In their crusade to take the pulse of contemporary art every two years, the curators of the Whitney Biennial often stray from the art world's beaten paths. But rarely have they strayed quite as far as this small farming town near Houston, along a road that leads to a beige-brick ranch house where a middle-aged man named Daniel Johnston lives with his elderly parents.
The road goes past a grain elevator and a Pentecostal church with a sign on the side announcing a "Holy Ghost Revival." If you drive too far, you end up at a trailer house with foil-covered windows and a rooster preening in the yard. The other day, when a reporter finally found Johnston's house and rang the bell at 1pm, his father, Bill, answered the door. "Dan's still asleep," he said. "I'll go get him up. He just got out of the hospital, you know."
Hospitals are familiar places for Daniel Johnston: the Austin State Hospital in Texas, several times; the Weston State Hospital in West Virginia, for long stretches; even Bellevue, where he ended up in 1988 not long after his arrest for scrawling Jesus fish inside the base of the Statue of Liberty.
But the most recent stay was different. Something, possibly the medication he uses to manage his serious bipolar disorder, caused him to develop a kidney infection and lapse into a comalike state for several weeks. In fact, on Nov. 30, when the Whitney announced its artists for this year's Biennial, Johnston was completely unaware that he had been chosen and that the prediction he had made to so many strangers over the years -- "Hi, my name is Daniel Johnston, and I'm going to be famous!" -- was coming true yet again.
It's not much of an exaggeration to say that next month is Daniel Johnston Month in New York.

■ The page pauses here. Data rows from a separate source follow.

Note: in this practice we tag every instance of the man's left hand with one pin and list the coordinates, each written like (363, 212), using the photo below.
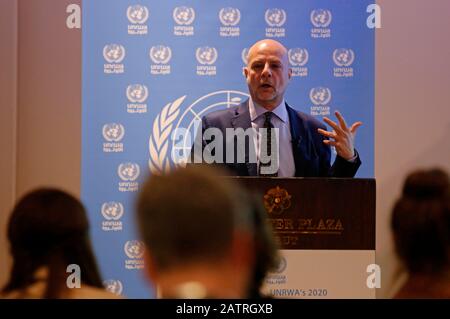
(342, 137)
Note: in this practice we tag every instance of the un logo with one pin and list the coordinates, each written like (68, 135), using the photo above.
(137, 93)
(112, 210)
(320, 96)
(206, 55)
(113, 132)
(128, 171)
(134, 249)
(229, 16)
(298, 56)
(160, 54)
(137, 14)
(171, 121)
(244, 56)
(343, 57)
(114, 53)
(113, 286)
(282, 265)
(275, 17)
(183, 15)
(321, 18)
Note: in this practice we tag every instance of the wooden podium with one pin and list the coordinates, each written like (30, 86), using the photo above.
(326, 231)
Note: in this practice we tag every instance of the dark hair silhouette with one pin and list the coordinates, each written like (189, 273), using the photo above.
(49, 228)
(421, 222)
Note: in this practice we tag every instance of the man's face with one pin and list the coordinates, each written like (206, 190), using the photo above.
(267, 73)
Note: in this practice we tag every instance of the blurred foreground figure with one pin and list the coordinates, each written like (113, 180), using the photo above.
(199, 232)
(421, 227)
(48, 231)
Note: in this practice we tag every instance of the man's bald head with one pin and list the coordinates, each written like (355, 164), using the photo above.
(267, 73)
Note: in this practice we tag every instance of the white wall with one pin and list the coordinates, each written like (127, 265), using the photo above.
(8, 107)
(40, 104)
(412, 113)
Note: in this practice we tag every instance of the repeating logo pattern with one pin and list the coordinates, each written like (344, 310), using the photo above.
(134, 249)
(244, 56)
(275, 19)
(112, 210)
(229, 17)
(321, 21)
(137, 93)
(137, 14)
(206, 55)
(343, 57)
(163, 60)
(298, 56)
(160, 54)
(184, 15)
(114, 53)
(128, 171)
(113, 132)
(320, 97)
(321, 18)
(113, 286)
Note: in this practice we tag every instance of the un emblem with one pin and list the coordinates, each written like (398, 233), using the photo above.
(321, 18)
(112, 210)
(229, 16)
(298, 56)
(134, 249)
(244, 56)
(114, 53)
(113, 286)
(171, 120)
(343, 57)
(206, 55)
(137, 93)
(282, 265)
(320, 96)
(137, 14)
(183, 15)
(275, 17)
(160, 54)
(113, 132)
(128, 171)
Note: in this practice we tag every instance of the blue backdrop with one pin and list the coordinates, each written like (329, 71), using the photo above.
(150, 67)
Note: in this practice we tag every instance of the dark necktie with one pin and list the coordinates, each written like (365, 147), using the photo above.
(268, 126)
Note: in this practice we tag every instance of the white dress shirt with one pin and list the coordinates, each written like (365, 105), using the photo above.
(279, 120)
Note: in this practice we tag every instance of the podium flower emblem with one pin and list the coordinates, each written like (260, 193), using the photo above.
(277, 200)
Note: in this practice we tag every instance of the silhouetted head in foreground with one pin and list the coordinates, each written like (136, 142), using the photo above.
(47, 231)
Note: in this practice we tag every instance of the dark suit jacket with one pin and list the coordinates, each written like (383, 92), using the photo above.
(311, 155)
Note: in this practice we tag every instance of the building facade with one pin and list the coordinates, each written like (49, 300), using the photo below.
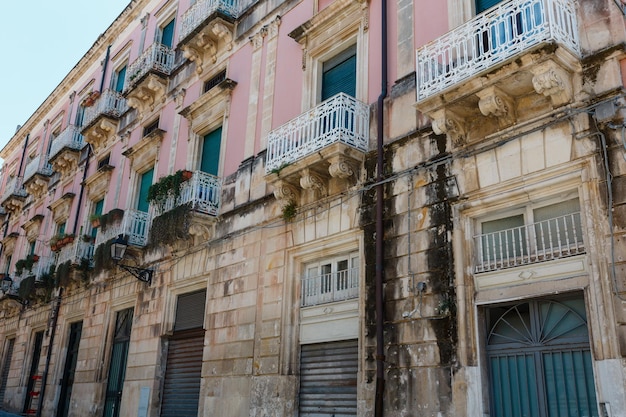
(329, 208)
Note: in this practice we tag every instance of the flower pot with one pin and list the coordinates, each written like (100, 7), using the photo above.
(187, 175)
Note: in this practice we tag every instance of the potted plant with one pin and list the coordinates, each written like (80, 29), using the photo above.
(95, 220)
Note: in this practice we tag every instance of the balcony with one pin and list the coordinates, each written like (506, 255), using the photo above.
(146, 78)
(328, 288)
(76, 251)
(505, 56)
(324, 144)
(65, 150)
(101, 119)
(207, 28)
(202, 192)
(134, 225)
(36, 176)
(14, 195)
(547, 240)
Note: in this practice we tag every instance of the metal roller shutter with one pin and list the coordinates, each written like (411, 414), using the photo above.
(328, 379)
(181, 388)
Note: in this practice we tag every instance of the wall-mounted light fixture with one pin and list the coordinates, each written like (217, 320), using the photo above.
(118, 249)
(9, 292)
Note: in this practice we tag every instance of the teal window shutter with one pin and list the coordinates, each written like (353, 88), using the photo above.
(211, 152)
(120, 76)
(482, 5)
(144, 184)
(167, 34)
(339, 75)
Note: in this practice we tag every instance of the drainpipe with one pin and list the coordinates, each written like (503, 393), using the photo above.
(380, 348)
(44, 376)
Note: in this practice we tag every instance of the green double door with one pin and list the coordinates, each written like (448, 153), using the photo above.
(539, 360)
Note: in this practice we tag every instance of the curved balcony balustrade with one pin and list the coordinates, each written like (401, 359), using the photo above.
(110, 104)
(493, 37)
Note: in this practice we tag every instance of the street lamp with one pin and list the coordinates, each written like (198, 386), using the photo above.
(118, 249)
(7, 288)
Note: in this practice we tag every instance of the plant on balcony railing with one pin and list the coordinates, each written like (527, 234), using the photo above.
(169, 226)
(166, 187)
(26, 264)
(113, 217)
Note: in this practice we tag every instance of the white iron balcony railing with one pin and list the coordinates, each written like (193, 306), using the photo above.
(203, 191)
(37, 167)
(490, 38)
(327, 288)
(546, 240)
(15, 186)
(341, 118)
(157, 57)
(203, 9)
(70, 138)
(110, 103)
(134, 225)
(78, 250)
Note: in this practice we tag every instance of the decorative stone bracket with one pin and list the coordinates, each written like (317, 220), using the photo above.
(328, 171)
(203, 47)
(446, 122)
(147, 94)
(99, 133)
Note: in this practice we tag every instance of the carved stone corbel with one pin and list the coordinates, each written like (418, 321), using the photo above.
(285, 192)
(446, 122)
(495, 102)
(340, 167)
(552, 80)
(310, 180)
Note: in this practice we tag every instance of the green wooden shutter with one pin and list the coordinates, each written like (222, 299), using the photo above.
(482, 5)
(167, 34)
(339, 75)
(211, 152)
(119, 80)
(144, 184)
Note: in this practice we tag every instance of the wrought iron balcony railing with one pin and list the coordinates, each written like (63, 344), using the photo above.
(341, 118)
(499, 34)
(134, 225)
(327, 288)
(75, 252)
(14, 186)
(203, 191)
(110, 103)
(202, 10)
(70, 138)
(36, 166)
(157, 57)
(546, 240)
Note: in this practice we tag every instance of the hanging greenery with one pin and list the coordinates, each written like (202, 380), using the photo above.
(169, 226)
(168, 186)
(102, 257)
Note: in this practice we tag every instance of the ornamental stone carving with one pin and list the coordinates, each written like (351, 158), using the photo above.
(551, 80)
(446, 122)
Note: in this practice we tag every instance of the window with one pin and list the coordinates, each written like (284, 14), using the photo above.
(119, 77)
(210, 154)
(539, 359)
(145, 181)
(531, 234)
(339, 74)
(330, 280)
(165, 34)
(117, 366)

The Biennial begins March 2, with more than a dozen of Johnston's recent hallucinatory pen and Magic Marker drawings on view. On March 16, an exhibition of his artwork stretching back to the 1970s opens at the Clementine Gallery in Chelsea. And on the last day of the month, an award-winning documentary about him, The Devil and Daniel Johnston, will have its premiere in New York and Los Angeles.
Johnston has had this kind of news media moment before, as a musician. A certain substratum of indie fans reveres him for his sweet and frighteningly honest songs, most primitively self-recorded and sung in a voice like that of a heartsick Jerry Lewis. His music has been covered by, among others, Beck, Tom Waits and Wilco and has even inspired a contemporary ballet. But his visual artwork, produced with the same wild confessional intensity over the years -- there are easily thousands of drawings in existence -- has not been nearly as well known.

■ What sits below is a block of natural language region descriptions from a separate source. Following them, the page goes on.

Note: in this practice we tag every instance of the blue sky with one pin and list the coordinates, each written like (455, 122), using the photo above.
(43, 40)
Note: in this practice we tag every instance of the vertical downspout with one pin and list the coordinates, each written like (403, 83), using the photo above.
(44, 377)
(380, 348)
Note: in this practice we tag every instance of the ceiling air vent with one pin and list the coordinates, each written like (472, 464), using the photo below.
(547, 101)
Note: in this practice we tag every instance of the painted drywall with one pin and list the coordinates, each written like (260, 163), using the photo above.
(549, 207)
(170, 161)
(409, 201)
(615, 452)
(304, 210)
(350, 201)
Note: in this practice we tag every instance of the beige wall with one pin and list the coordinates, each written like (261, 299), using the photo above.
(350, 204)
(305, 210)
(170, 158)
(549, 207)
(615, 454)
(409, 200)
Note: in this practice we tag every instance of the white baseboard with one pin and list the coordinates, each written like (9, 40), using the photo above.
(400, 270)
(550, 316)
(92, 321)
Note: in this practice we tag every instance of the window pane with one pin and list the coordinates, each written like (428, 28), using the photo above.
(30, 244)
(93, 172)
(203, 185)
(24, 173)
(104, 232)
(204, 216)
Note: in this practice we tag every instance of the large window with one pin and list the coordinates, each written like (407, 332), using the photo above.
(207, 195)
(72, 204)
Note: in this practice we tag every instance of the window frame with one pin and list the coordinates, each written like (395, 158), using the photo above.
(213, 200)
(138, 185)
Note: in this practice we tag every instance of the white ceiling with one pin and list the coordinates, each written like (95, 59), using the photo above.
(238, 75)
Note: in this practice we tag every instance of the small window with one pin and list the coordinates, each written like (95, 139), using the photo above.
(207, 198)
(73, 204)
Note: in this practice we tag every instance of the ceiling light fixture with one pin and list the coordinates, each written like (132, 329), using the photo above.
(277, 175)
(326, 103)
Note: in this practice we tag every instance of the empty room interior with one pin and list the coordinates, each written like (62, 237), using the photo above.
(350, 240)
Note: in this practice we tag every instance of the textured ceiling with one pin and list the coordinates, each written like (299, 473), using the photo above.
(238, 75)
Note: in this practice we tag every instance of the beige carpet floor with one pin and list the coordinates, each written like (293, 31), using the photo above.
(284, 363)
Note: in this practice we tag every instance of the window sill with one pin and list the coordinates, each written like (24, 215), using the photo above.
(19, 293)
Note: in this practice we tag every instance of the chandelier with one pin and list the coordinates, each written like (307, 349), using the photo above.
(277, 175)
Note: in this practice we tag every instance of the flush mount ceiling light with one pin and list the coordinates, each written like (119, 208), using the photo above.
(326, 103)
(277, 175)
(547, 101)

That is all about to change. So are the prices for his work, which Johnston used to give away or barter for comic books whenever he found a sympathetic store clerk behind the counter in Austin, his longtime home. Now, even some of his dashed-off drawings are selling for more than US$1,000 apiece. And with this sudden rise in his market, he finds himself in the middle of an art world tug-of-war, one that raises questions about the ethics of profiting from the work of a man mostly unable to manage his own affairs or sometimes even to get out of bed.
Madness, creativity and a lot of love
On one side of the fight are Johnston's father and brother, Dick, his managers and fierce protectors. On the other are two collectors: Jeff Brivic, a Los Angeles dealer who over the last five years has assembled probably the largest group of Johnston drawings, and Jeff Tartakov, Johnston's former longtime manager and an Austin music-scene fixture, who has amassed a few hundred. The Clementine Gallery on West 27th Street, which has courted all three parties and will sell work from each, recently entered the fray, trying to referee and establish a stable market for the work, which is now available mostly on the Internet.